(Continued from here.)
"Both Kierkegaard and the Kotzker were concerned with the problem of truth as it pertains to self-knowledge. The problem is acute because nothing is easier than to deceive oneself. As the mind grows sophisticated, self-deception advances. The inner life become a wild, inextricable maze. Who can trust one's own motivations? One's honesty? Who can be sure whether one is worshiping one's own ego or an idol while ostensibly adoring God? There is a credibility gap within the soul, and it can only be bridged by the Spirit of Truth."
--Abraham Joshua Heschel, A Passion for Truth
We studied this passage at services this Shabbat Shuvah, the Shabbat between Rosh Hashanah and Yom Kippur. I read it and gasped; Heschel articulated exactly what I could not, as I stood at the bimah Thursday and Friday, but nevertheless wondered from somewhere deep in my kiskhes.
Services were wonderful. Making sounds came easily Thursday morning, and a little less so at the start on Friday because I was tired (I had some friends over the night before, lots of fun but perhaps not the wisest choice, in retrospect), but I warmed up after a few prayers. (I think I finally figured out the right way to prepare: start singing a few days in advance, and don't stop. Also, don't be sick.) As we got to the end of the service and I had the luxury of using up all my remaining energy, I decided to imagine there were no boundaries at all between me and--everything, the congregation, God, the universe. I thought about making sounds to fill up all possible space in the room, like water in an aquarium. I pictured my voice as a red carpet welcoming the V.I P. God who, God forbid, shouldn't have to walk on a plain old floor in order to encounter our communal souls.

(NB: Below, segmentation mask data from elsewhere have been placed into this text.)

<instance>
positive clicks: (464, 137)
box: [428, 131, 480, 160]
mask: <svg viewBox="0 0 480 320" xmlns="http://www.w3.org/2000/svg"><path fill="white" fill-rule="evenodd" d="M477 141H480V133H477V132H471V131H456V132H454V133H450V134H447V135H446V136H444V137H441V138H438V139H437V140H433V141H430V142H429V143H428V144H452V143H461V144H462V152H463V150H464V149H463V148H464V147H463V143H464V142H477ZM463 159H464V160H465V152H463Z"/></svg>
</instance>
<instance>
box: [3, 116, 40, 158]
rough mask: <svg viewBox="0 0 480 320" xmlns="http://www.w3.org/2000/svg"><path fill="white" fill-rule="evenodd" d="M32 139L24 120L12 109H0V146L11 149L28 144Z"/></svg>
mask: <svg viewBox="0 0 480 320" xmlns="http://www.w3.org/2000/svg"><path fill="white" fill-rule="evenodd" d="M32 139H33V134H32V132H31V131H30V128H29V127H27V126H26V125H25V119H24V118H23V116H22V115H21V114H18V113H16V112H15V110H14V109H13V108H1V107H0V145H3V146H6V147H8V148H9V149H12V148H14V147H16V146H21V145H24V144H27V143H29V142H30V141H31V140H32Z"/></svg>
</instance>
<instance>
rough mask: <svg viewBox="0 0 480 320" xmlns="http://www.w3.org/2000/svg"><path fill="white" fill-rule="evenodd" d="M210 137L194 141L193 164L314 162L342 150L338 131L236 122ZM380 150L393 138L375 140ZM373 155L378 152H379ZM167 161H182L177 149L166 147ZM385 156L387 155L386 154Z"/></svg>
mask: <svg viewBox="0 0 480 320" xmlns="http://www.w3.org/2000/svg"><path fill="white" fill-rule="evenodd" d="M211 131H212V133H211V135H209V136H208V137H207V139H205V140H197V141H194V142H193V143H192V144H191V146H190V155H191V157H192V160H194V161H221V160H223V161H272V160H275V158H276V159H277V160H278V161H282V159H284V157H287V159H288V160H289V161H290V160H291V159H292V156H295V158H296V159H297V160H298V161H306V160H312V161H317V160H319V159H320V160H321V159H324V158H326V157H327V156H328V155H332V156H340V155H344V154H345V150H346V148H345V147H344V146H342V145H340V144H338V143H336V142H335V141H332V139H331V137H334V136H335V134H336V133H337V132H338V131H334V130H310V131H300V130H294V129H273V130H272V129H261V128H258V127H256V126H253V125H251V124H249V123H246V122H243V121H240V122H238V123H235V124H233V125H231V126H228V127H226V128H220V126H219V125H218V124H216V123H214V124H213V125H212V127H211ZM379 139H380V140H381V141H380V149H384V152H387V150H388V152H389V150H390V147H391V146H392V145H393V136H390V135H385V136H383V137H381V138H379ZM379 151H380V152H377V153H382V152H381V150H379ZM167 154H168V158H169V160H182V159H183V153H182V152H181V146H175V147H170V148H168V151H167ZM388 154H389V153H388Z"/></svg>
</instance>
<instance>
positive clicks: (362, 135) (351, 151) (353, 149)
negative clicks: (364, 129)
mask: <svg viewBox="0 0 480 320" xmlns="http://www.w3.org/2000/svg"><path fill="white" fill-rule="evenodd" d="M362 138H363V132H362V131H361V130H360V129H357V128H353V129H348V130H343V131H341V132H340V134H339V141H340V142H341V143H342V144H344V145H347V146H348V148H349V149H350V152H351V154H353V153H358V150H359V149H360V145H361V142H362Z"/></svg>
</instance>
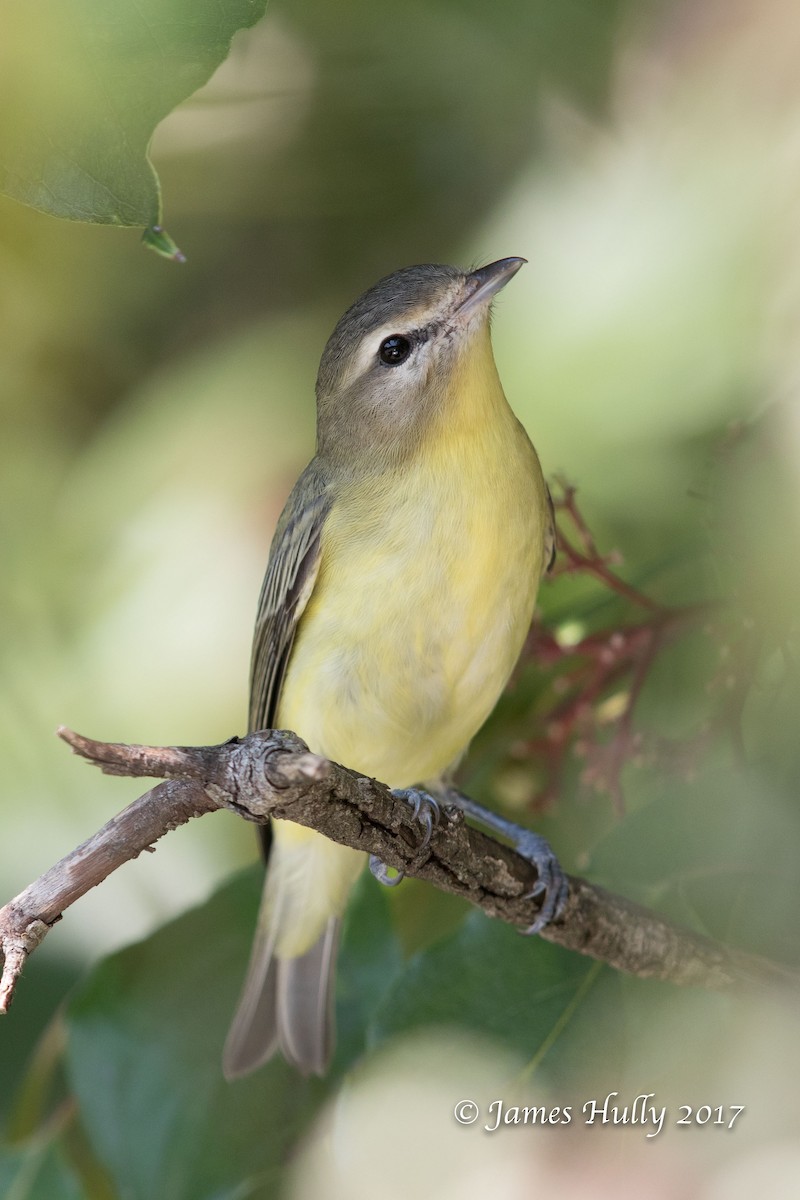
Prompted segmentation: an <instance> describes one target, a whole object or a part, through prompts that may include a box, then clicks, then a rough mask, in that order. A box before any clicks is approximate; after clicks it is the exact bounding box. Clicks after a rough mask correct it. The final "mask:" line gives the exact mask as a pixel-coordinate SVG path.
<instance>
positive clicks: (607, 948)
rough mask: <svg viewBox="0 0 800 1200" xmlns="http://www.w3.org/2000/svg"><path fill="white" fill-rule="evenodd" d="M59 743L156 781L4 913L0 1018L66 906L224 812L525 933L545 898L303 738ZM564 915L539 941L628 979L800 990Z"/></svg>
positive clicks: (745, 959)
mask: <svg viewBox="0 0 800 1200" xmlns="http://www.w3.org/2000/svg"><path fill="white" fill-rule="evenodd" d="M59 736H60V737H61V738H62V739H64V740H65V742H67V744H68V745H70V746H72V749H73V751H74V752H76V754H78V755H80V756H82V757H84V758H88V760H89V761H90V762H92V763H95V766H97V767H100V768H101V770H102V772H103V773H104V774H107V775H132V776H149V778H161V779H164V780H167V782H163V784H160V785H158V786H157V787H154V788H152V790H151V791H149V792H146V793H145V794H144V796H142V797H139V799H138V800H134V802H133V804H130V805H128V806H127V808H126V809H124V811H122V812H120V814H119V815H118V816H115V817H113V818H112V820H110V821H109V822H108V823H107V824H104V826H103V828H102V829H100V830H98V832H97V833H96V834H95V835H94V836H92V838H90V839H89V840H88V841H85V842H84V844H83V845H82V846H79V847H78V848H77V850H74V851H73V852H72V853H71V854H67V857H66V858H64V859H61V862H60V863H56V865H55V866H53V868H50V870H49V871H47V872H46V874H44V875H42V876H41V877H40V878H38V880H36V881H35V882H34V883H31V884H30V886H29V887H28V888H25V890H24V892H20V893H19V895H18V896H14V899H13V900H11V901H10V902H8V904H7V905H6V906H5V907H4V908H0V950H1V952H2V955H4V959H5V962H4V971H2V978H1V979H0V1012H6V1010H7V1008H8V1004H10V1003H11V1000H12V996H13V991H14V986H16V983H17V979H18V978H19V974H20V973H22V971H23V967H24V965H25V960H26V958H28V955H29V954H30V953H31V952H32V950H34V949H35V948H36V947H37V946H38V944H40V942H41V941H42V938H43V937H44V936H46V934H47V932H48V931H49V930H50V928H52V926H53V925H54V924H55V922H58V920H59V919H60V917H61V914H62V912H64V911H65V910H66V908H67V907H68V906H70V905H71V904H73V902H74V901H76V900H77V899H79V896H82V895H84V894H85V893H86V892H89V890H90V888H92V887H96V884H98V883H101V882H102V881H103V880H104V878H106V877H107V876H108V875H110V874H112V871H114V870H116V868H118V866H121V865H122V863H125V862H128V860H130V859H132V858H137V857H138V854H140V853H142V852H143V851H145V850H152V844H154V842H155V841H157V840H158V838H161V836H163V834H166V833H168V832H169V830H170V829H175V828H178V826H180V824H185V823H186V822H187V821H190V820H191V818H192V817H196V816H201V815H203V814H205V812H211V811H215V810H216V809H229V810H231V811H234V812H237V814H239V815H240V816H242V817H245V818H246V820H249V821H254V822H257V823H264V822H266V821H267V820H269V818H270V817H283V818H288V820H291V821H295V822H297V823H299V824H303V826H308V827H309V828H312V829H317V830H318V832H319V833H323V834H325V835H326V836H329V838H331V839H332V840H333V841H338V842H341V844H342V845H345V846H353V847H354V848H355V850H361V851H365V852H367V853H371V854H377V856H378V858H380V860H381V862H384V863H386V865H387V866H392V868H396V869H398V870H401V871H404V872H405V874H407V875H410V876H415V877H416V878H420V880H426V881H427V882H429V883H433V884H434V887H438V888H441V889H443V890H445V892H450V893H452V894H453V895H459V896H463V898H464V899H465V900H469V901H470V902H471V904H474V905H476V906H477V907H479V908H482V910H483V912H486V913H488V914H489V916H491V917H498V918H499V919H501V920H505V922H509V923H510V924H512V925H517V926H518V928H519V929H527V928H528V926H530V924H531V923H533V920H534V918H535V917H536V913H537V910H539V907H540V904H541V900H539V899H531V898H530V892H531V888H533V886H534V884H535V882H536V869H535V868H534V866H533V865H531V864H530V863H529V862H527V860H525V859H524V858H522V857H521V856H519V854H517V853H516V851H513V850H511V848H510V847H509V846H504V845H503V844H501V842H499V841H495V840H494V839H493V838H489V836H487V835H486V834H482V833H480V832H479V830H477V829H473V828H471V827H470V826H468V824H467V823H465V822H464V820H463V817H462V816H461V815H459V814H458V815H456V816H455V817H452V818H451V817H450V816H445V817H443V818H441V820H440V822H439V823H438V826H437V827H435V828H434V830H433V835H432V838H431V841H429V844H428V846H427V847H426V848H425V851H423V852H421V853H420V851H419V846H420V841H421V830H420V826H419V823H415V821H414V817H413V814H411V810H410V808H409V805H408V804H407V803H405V802H404V800H402V799H399V798H398V797H396V796H393V794H392V793H391V791H390V790H389V788H387V787H386V786H385V785H383V784H379V782H377V781H375V780H373V779H367V778H366V776H363V775H359V774H357V773H356V772H353V770H348V769H347V768H345V767H341V766H338V763H333V762H330V761H327V760H326V758H321V757H319V755H314V754H311V752H309V751H308V749H307V746H306V745H305V743H302V742H301V740H300V738H297V737H296V736H295V734H294V733H287V732H281V731H277V730H267V731H263V732H260V733H251V734H248V736H247V737H246V738H241V739H240V738H234V739H231V740H230V742H227V743H224V744H223V745H218V746H172V748H158V746H137V745H122V744H118V743H106V742H94V740H92V739H90V738H85V737H82V736H80V734H79V733H73V732H72V731H70V730H66V728H60V730H59ZM569 882H570V899H569V901H567V905H566V910H565V912H564V913H563V916H561V917H560V918H559V919H558V920H557V922H553V923H552V924H551V925H548V926H547V928H546V929H545V930H543V932H542V934H541V935H540V936H542V937H546V938H547V940H548V941H551V942H557V943H558V944H559V946H564V947H567V948H569V949H573V950H578V952H579V953H581V954H587V955H589V956H591V958H595V959H600V960H601V961H604V962H608V964H609V965H610V966H614V967H616V968H619V970H621V971H626V972H628V973H631V974H636V976H640V977H648V978H657V979H664V980H669V982H672V983H676V984H684V985H690V984H693V985H699V986H704V988H714V989H729V988H734V986H740V985H742V984H745V985H748V984H758V985H764V984H769V983H777V982H792V983H795V984H796V983H798V976H796V974H794V973H793V972H790V971H788V970H787V968H783V967H781V966H780V965H777V964H775V962H771V961H769V960H765V959H759V958H754V956H752V955H748V954H745V953H742V952H739V950H735V949H732V948H729V947H724V946H722V944H720V943H716V942H712V941H710V940H709V938H706V937H702V936H700V935H697V934H693V932H690V931H688V930H686V929H679V928H678V926H675V925H672V924H670V923H669V922H667V920H664V919H663V918H662V917H658V916H657V914H656V913H654V912H651V911H649V910H646V908H643V907H640V906H638V905H636V904H632V902H631V901H628V900H625V899H624V898H622V896H618V895H614V894H612V893H609V892H606V890H604V889H603V888H600V887H596V886H595V884H593V883H589V882H588V881H587V880H582V878H576V877H570V878H569Z"/></svg>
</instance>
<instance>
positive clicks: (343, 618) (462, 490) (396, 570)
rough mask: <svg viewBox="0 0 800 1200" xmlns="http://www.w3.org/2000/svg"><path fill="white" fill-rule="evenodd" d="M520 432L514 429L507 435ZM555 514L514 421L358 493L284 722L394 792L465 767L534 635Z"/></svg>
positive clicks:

It was scary to sing this way, to be so forceful and open. In the past, my fears were mostly about what people would think--will I do a good job? will I sound OK? This year I finally figured out how to trust myself, and that the bimah was a safe place with a rabbi or two at my side to catch me if I fell. But on both days my heart beat faster and faster as I continued. I think I was afraid of what Heschel wrote, above: my truth. What was I hiding in order to act confident? Was this sense of a heavenly ear justified, or my own wishful "wild, inextricable maze" of ego? It felt selfish to focus on God and our public, intimate conversation--shouldn't the congregation, on whose behalf I was praying, have been foremost in my awareness? In past years much of my strength came from everyone surrounding me, waves of it bouncing back up to the bimah like light off a mirror. This time I know I sent out more energy than I received. Which way is correct? Which is honest?
I was joyful the first day and a little angry the second, aware of my inability to pretend that I was completely happy with the state of the world, or my life. On Friday morning I heard myself sing "HaMelech" with sadness--I didn't mean to. But it came out that way. Later on I chanted the Amidah like an apology, wanting to be sure God, and all who listened, knew I really was grateful despite my doubts.